Use ?? for nullish defaults, || for falsy defaults, and the ternary operator when you need an explicit if/else branch.

ExpressionResultNote
order.total >= freeShippingThreshold ? "free" : "paid""free"return a shipping label directly from the rule
customer.nickname ?? customer.firstName"Alicia"?? falls back only for null or undefined
couponCode || "no-code""no-code"|| also falls back for empty strings and other falsy values

Membership

in and not in work with arrays and strings. They are a good fit for tags, roles, lists, and substring checks.

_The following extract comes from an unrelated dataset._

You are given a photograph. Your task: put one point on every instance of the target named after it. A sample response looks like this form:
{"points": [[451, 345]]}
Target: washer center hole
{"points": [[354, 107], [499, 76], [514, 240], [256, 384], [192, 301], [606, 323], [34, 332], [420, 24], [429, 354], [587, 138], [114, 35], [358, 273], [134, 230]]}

ExpressionResultContext / Note
"pro" in planstrue{ plans: ["starter", "pro", "enterprise"] }
"invoice-" in fileNametruealso works as a substring check on strings

More precedence and edge cases

ExpressionResultNote
(subtotal + shippingFee) * taxMultiplier129.6parentheses make billing logic explicit
remainingSeats % seatsPerRow2remainder is useful for layout and batching rules
order.paid && order.fulfilledtrue
!user.suspendedtrueboolean negation
nickname ?? "Guest"""?? preserves empty strings and other defined falsy values
"legacy" not in enabledFeaturestrue

Guideline: when an expression becomes important business logic, add parentheses even when precedence would make it unnecessary. Stored rules are easier to review when grouping is explicit.